Titoli italiani meglio degli spagnoli. Madrid non attira risparmio

    In epoca di declassamento, di speculazione a ogni piè sospinto, ogni mossa sui mercati deve essere tenuta in debita considerazione e studiata con attenzione.

    In questi giorni, l’Italia ha collocato sui mercati ben 11,5 miliardi di euro in titoli Btp a sei mesi e Ctz, rispettivamente a 1,203% e 1,767%.

    Contemporaneamente Madrid collocava titoli Letras, a tre e sei mesi, con rendimenti dello 0,951% e 1,285%, per circa 3,2 miliardi di euro. Non centrato, dunque, l’obiettivo spagnolo dei 4 miliardi.

    I rendimenti per scadenze omogenee indicano, inoltre, che i titoli spagnoli vengano considerati maggiormente a rischio di quelli italiani, che hanno visto un buon riscontro sul mercato, con tassi tendenzialmente stabili, in tutta la difficile fase della crisi.

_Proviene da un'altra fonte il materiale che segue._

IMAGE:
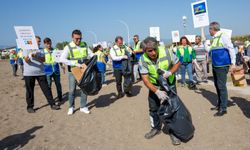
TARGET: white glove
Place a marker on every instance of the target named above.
(162, 95)
(125, 57)
(167, 74)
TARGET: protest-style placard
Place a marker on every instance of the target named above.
(26, 37)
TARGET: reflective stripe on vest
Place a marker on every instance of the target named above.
(163, 62)
(181, 50)
(50, 66)
(119, 51)
(99, 55)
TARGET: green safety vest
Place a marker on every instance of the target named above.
(77, 54)
(99, 55)
(137, 46)
(163, 62)
(181, 50)
(120, 51)
(49, 59)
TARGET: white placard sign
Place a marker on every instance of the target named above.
(200, 14)
(57, 54)
(175, 36)
(155, 32)
(228, 32)
(26, 37)
(19, 43)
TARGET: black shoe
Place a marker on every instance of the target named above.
(152, 133)
(129, 94)
(175, 140)
(215, 108)
(55, 107)
(120, 95)
(220, 113)
(31, 110)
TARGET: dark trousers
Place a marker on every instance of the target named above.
(14, 69)
(56, 78)
(30, 85)
(220, 81)
(154, 105)
(127, 81)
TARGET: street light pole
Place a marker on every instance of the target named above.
(94, 34)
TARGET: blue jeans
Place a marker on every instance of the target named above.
(220, 82)
(103, 77)
(57, 82)
(72, 91)
(189, 68)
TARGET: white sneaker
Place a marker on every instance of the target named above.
(85, 110)
(71, 111)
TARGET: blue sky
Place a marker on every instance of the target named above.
(57, 18)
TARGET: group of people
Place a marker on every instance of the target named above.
(129, 64)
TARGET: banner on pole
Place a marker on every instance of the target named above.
(175, 36)
(26, 37)
(200, 14)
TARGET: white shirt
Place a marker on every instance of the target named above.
(65, 55)
(226, 42)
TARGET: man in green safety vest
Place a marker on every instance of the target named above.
(157, 57)
(138, 53)
(223, 57)
(74, 54)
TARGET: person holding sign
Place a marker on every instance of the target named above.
(74, 55)
(13, 62)
(202, 60)
(157, 57)
(138, 53)
(51, 68)
(34, 70)
(122, 67)
(101, 61)
(223, 57)
(186, 54)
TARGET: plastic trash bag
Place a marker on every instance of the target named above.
(174, 114)
(91, 81)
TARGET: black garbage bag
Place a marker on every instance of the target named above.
(174, 114)
(91, 81)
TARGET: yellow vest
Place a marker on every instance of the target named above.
(76, 54)
(181, 50)
(163, 62)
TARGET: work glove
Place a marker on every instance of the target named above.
(167, 74)
(162, 95)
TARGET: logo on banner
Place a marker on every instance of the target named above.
(199, 8)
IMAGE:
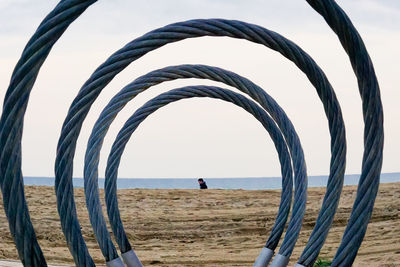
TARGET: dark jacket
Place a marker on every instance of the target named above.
(203, 185)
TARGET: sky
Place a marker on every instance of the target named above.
(203, 137)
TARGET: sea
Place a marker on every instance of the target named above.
(246, 183)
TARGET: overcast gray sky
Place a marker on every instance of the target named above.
(203, 137)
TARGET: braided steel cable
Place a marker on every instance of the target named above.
(368, 86)
(11, 124)
(22, 82)
(215, 27)
(189, 92)
(156, 77)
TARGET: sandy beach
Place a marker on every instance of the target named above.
(209, 227)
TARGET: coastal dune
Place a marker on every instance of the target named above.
(209, 227)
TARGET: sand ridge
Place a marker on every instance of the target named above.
(209, 227)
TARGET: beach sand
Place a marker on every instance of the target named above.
(209, 227)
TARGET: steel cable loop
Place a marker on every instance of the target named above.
(139, 85)
(182, 93)
(216, 27)
(368, 85)
(335, 17)
(11, 123)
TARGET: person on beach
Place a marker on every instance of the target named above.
(202, 183)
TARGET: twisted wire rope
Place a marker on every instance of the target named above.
(368, 86)
(117, 103)
(182, 93)
(36, 52)
(218, 27)
(11, 124)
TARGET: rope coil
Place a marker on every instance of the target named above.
(51, 29)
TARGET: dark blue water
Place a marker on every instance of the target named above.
(215, 183)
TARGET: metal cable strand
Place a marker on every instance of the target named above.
(15, 103)
(29, 65)
(215, 27)
(373, 130)
(132, 90)
(174, 95)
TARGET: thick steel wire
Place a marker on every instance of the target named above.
(373, 129)
(22, 82)
(216, 27)
(118, 102)
(15, 103)
(189, 92)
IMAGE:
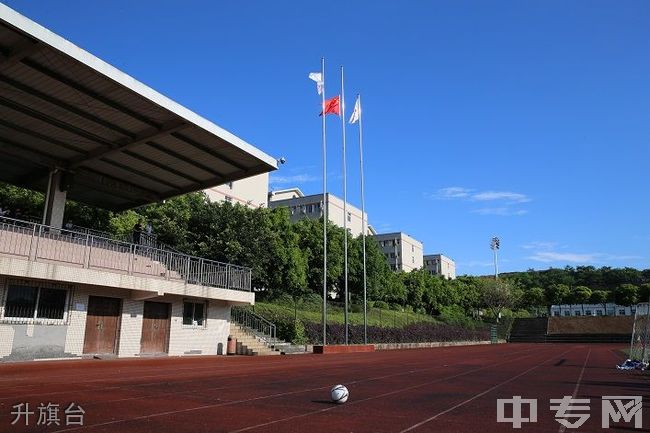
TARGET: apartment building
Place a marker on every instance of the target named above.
(402, 252)
(438, 264)
(70, 294)
(310, 206)
(251, 192)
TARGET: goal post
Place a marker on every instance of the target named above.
(640, 344)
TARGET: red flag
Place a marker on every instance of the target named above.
(332, 106)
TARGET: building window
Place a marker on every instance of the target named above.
(194, 313)
(31, 302)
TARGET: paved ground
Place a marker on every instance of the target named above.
(428, 390)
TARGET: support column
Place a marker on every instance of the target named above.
(55, 199)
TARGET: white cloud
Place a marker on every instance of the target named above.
(540, 245)
(504, 200)
(452, 192)
(474, 264)
(580, 258)
(512, 197)
(551, 256)
(500, 211)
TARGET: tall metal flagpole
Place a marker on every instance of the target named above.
(364, 225)
(345, 210)
(322, 71)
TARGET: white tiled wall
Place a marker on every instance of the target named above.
(131, 327)
(205, 339)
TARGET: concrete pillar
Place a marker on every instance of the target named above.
(55, 199)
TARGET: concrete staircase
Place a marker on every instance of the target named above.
(249, 344)
(529, 330)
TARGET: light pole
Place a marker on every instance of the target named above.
(495, 243)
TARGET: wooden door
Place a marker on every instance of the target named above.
(102, 323)
(155, 327)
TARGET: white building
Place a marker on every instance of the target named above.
(438, 264)
(71, 294)
(608, 309)
(310, 206)
(402, 252)
(252, 192)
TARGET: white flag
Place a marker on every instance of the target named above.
(356, 113)
(318, 77)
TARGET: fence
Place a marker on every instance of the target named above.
(92, 250)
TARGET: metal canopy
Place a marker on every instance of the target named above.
(120, 143)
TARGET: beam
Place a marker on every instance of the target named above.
(209, 151)
(139, 173)
(161, 166)
(113, 185)
(139, 139)
(218, 180)
(177, 155)
(18, 53)
(60, 103)
(54, 121)
(89, 92)
(45, 138)
(9, 147)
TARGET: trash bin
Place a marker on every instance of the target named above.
(232, 345)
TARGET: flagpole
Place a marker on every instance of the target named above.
(345, 210)
(325, 219)
(364, 225)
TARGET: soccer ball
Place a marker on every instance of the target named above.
(340, 394)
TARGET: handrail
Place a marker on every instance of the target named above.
(40, 242)
(260, 326)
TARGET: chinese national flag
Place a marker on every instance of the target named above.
(332, 106)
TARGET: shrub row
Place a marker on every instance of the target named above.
(416, 333)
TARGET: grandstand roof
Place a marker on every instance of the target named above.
(122, 143)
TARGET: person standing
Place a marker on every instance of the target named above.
(137, 233)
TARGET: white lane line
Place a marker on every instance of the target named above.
(463, 403)
(380, 395)
(575, 390)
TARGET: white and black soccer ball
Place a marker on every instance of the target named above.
(340, 394)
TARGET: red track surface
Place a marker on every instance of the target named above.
(452, 389)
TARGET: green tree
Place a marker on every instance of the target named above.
(600, 297)
(498, 294)
(627, 294)
(534, 298)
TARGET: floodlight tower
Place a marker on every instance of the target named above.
(495, 243)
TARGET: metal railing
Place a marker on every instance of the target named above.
(38, 242)
(254, 323)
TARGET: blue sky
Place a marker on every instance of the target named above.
(526, 120)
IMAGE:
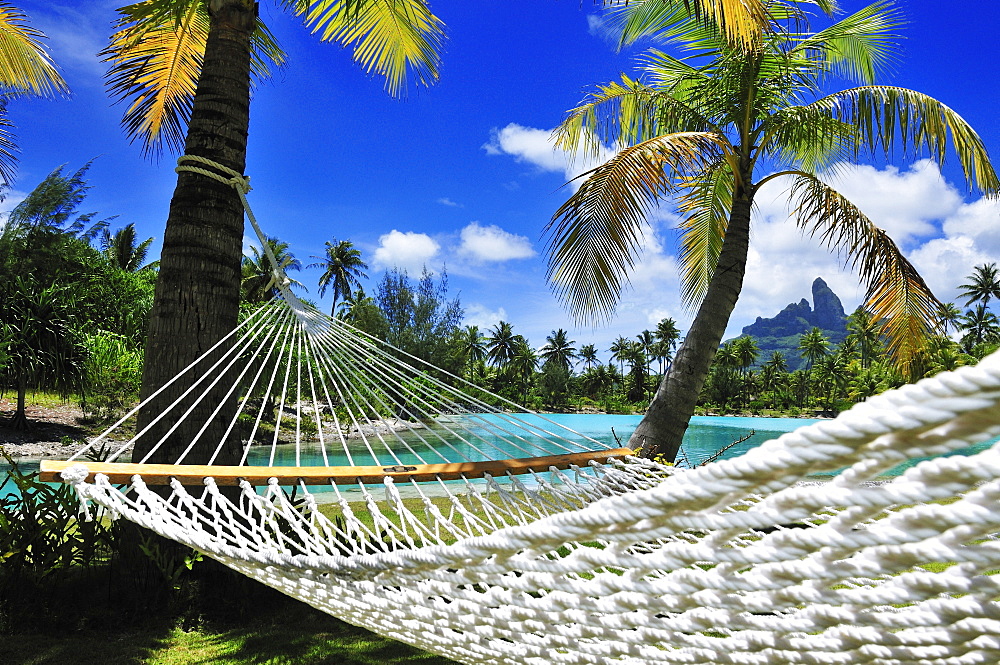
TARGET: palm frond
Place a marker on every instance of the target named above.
(857, 47)
(25, 65)
(625, 113)
(897, 297)
(8, 147)
(886, 116)
(707, 201)
(595, 238)
(742, 22)
(392, 38)
(155, 57)
(809, 137)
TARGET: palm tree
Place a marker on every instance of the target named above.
(25, 69)
(473, 346)
(258, 278)
(588, 355)
(701, 126)
(558, 349)
(948, 316)
(342, 269)
(865, 334)
(501, 345)
(814, 345)
(183, 70)
(619, 349)
(123, 250)
(982, 286)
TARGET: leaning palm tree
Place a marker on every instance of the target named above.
(258, 278)
(714, 126)
(343, 269)
(25, 69)
(983, 285)
(183, 70)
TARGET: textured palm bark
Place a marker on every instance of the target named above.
(197, 293)
(661, 430)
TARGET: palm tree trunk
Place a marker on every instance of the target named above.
(197, 293)
(662, 428)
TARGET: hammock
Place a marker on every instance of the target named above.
(447, 518)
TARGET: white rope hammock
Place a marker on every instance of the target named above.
(441, 535)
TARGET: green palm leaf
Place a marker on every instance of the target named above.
(708, 200)
(156, 54)
(25, 66)
(897, 296)
(596, 236)
(885, 116)
(393, 38)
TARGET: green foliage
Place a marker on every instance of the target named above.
(112, 374)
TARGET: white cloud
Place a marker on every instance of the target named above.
(484, 317)
(408, 251)
(491, 243)
(534, 146)
(904, 203)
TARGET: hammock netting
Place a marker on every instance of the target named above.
(449, 519)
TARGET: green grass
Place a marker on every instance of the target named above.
(314, 641)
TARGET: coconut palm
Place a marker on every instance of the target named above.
(473, 347)
(980, 325)
(25, 69)
(558, 349)
(123, 250)
(713, 127)
(982, 286)
(948, 316)
(588, 355)
(182, 69)
(343, 270)
(258, 283)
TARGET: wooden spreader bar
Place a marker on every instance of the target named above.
(190, 474)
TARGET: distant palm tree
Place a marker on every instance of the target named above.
(864, 334)
(619, 350)
(501, 345)
(342, 270)
(258, 276)
(708, 129)
(980, 325)
(558, 349)
(25, 69)
(813, 345)
(982, 286)
(473, 345)
(123, 251)
(948, 316)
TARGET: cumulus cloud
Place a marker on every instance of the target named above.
(407, 251)
(491, 243)
(534, 146)
(484, 317)
(903, 202)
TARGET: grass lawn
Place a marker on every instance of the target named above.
(317, 640)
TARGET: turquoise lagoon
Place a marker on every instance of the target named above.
(706, 435)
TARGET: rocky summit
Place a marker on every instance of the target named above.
(782, 332)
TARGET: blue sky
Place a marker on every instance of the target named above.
(461, 175)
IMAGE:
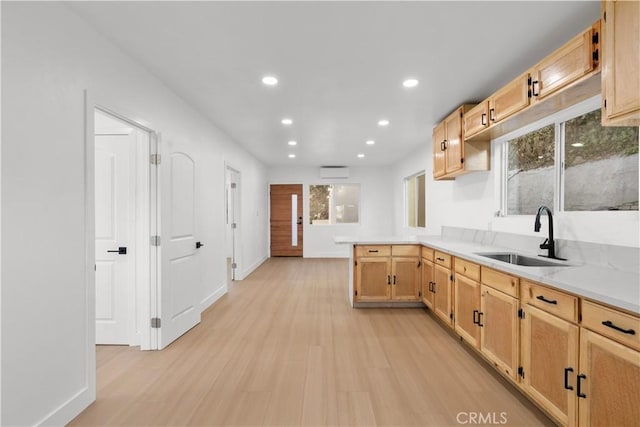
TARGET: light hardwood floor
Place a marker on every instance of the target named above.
(283, 347)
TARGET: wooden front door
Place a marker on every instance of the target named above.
(286, 220)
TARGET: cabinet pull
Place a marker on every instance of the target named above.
(548, 301)
(579, 391)
(609, 324)
(535, 87)
(566, 378)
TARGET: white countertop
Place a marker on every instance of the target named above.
(610, 286)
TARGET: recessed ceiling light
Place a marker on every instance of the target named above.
(410, 83)
(269, 80)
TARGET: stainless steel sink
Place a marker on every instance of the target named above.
(517, 259)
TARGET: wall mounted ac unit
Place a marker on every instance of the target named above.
(334, 172)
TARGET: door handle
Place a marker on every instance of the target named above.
(122, 250)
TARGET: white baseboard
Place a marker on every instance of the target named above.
(247, 271)
(70, 409)
(215, 296)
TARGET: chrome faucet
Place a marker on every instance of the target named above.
(549, 243)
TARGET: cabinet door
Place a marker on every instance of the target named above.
(405, 278)
(550, 363)
(476, 119)
(564, 66)
(442, 293)
(609, 382)
(467, 309)
(499, 329)
(510, 99)
(373, 279)
(454, 147)
(621, 63)
(438, 150)
(427, 283)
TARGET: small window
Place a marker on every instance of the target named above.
(530, 171)
(600, 165)
(334, 204)
(414, 190)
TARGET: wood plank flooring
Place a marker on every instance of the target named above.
(283, 348)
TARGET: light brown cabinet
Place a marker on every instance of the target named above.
(467, 301)
(621, 63)
(573, 60)
(452, 156)
(387, 273)
(549, 350)
(498, 320)
(441, 288)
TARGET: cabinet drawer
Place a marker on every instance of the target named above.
(373, 250)
(500, 281)
(552, 301)
(405, 250)
(621, 327)
(442, 259)
(469, 269)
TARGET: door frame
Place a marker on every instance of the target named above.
(147, 224)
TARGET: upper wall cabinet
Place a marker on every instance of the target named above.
(621, 63)
(452, 156)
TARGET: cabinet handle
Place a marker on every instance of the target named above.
(609, 324)
(579, 391)
(548, 301)
(535, 87)
(566, 378)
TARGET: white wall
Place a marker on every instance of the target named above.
(376, 219)
(472, 200)
(50, 57)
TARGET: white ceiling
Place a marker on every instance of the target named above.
(340, 65)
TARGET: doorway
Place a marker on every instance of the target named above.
(286, 220)
(122, 221)
(232, 204)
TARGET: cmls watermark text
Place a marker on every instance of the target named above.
(484, 418)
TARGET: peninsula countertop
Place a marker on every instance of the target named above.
(608, 285)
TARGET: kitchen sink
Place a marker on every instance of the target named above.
(517, 259)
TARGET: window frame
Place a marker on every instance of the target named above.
(337, 224)
(405, 196)
(558, 119)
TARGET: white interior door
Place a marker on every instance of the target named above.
(114, 263)
(180, 275)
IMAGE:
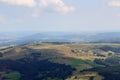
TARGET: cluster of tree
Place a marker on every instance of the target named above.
(109, 72)
(109, 48)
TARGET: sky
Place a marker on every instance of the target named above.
(59, 15)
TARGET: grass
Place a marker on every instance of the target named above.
(12, 76)
(77, 62)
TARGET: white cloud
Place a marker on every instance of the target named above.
(56, 6)
(115, 3)
(28, 3)
(2, 19)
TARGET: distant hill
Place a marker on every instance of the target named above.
(23, 38)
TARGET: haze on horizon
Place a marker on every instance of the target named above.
(60, 15)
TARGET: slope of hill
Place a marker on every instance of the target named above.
(57, 61)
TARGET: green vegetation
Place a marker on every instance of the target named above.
(12, 76)
(78, 62)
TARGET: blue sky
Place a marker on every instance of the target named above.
(59, 15)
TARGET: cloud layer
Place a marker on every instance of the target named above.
(46, 5)
(56, 5)
(28, 3)
(2, 19)
(115, 3)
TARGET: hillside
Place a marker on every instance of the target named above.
(50, 61)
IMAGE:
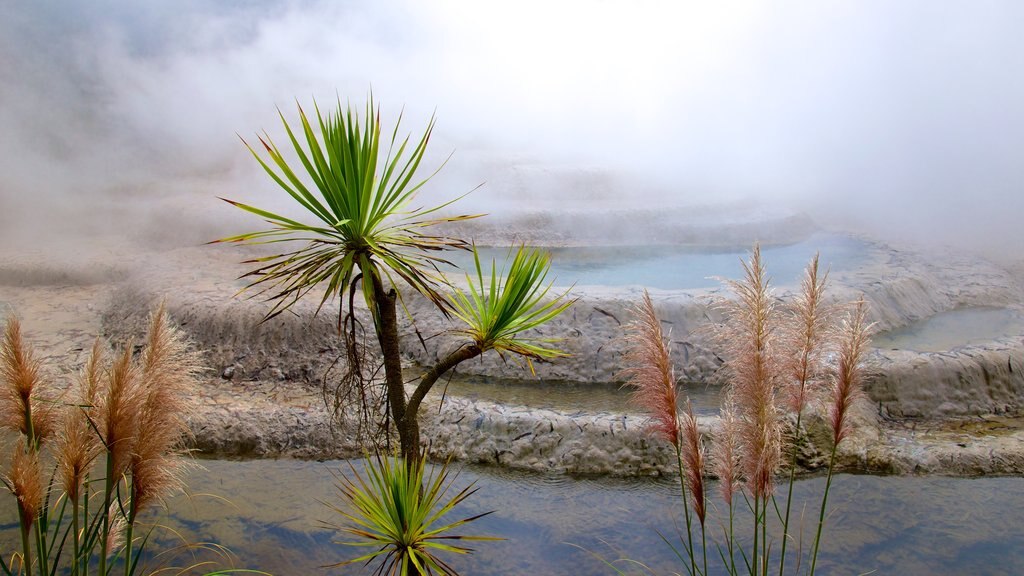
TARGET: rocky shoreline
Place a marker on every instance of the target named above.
(951, 413)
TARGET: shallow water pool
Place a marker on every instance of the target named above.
(570, 397)
(267, 512)
(677, 268)
(953, 329)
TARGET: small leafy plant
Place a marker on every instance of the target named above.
(114, 440)
(398, 510)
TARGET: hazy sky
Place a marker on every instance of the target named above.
(904, 119)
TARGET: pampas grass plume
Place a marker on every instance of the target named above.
(806, 333)
(748, 339)
(27, 484)
(693, 455)
(725, 457)
(27, 395)
(649, 371)
(848, 381)
(168, 374)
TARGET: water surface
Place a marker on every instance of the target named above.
(952, 329)
(570, 397)
(267, 510)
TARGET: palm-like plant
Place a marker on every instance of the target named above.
(496, 311)
(366, 224)
(399, 515)
(368, 236)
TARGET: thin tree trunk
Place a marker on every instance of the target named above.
(387, 334)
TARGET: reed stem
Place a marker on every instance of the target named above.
(26, 548)
(821, 512)
(105, 511)
(788, 496)
(76, 544)
(686, 508)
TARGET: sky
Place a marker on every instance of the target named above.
(903, 120)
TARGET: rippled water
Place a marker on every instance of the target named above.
(570, 397)
(267, 512)
(681, 266)
(953, 329)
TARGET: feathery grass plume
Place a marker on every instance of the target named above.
(27, 404)
(77, 445)
(168, 376)
(117, 411)
(648, 369)
(725, 456)
(26, 482)
(847, 384)
(748, 338)
(693, 454)
(76, 449)
(806, 332)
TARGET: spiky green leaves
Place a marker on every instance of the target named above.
(498, 309)
(361, 202)
(398, 510)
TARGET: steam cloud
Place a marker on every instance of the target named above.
(902, 119)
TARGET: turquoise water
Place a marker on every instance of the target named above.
(673, 268)
(270, 515)
(569, 397)
(953, 329)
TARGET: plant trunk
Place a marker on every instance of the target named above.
(387, 334)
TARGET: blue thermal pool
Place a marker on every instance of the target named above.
(270, 515)
(678, 268)
(953, 329)
(569, 397)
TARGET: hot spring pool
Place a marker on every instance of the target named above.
(268, 512)
(953, 329)
(569, 397)
(678, 268)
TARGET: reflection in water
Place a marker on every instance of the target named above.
(570, 397)
(673, 268)
(914, 526)
(953, 329)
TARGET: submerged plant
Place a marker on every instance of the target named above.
(398, 510)
(776, 361)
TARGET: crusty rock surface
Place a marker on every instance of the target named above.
(261, 398)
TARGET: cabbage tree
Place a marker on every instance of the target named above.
(357, 187)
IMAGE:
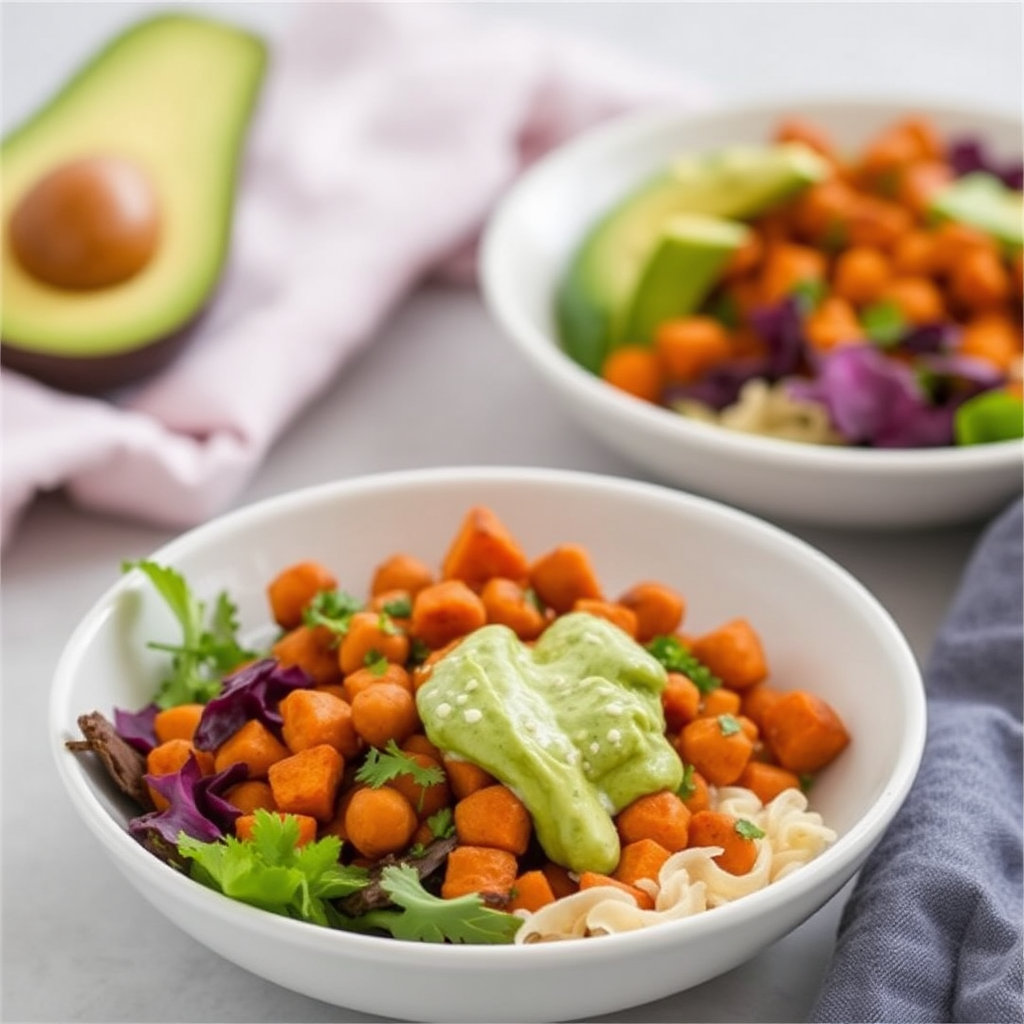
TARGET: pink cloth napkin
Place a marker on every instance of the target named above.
(383, 137)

    E pensare che Madrid vantava rendimenti più bassi di quelli italiani, prima della crisi.

    Fattori cruciali per il successo dei nostri titoli sono stati un rapporto deficit/pil sotto controllo, inferiore alla media UE;  una tendenza alla crescita del debito, meno che nel resto d’Europa, sebbene il nostro livello iniziale sia molto più alto; basso indebitamento tra i privati e assenza di bolle speculative, oltre che di coinvolgimenti diretti ed esposizioni di rilievo delle nostre banche, nelle crisi di oltre oceano.

    L’abbondante liquidità italiana, inoltre, attira certi investitori istituzionali, come le banche, in cui il nostro Paese batte di gran lunga i colleghi spagnoli.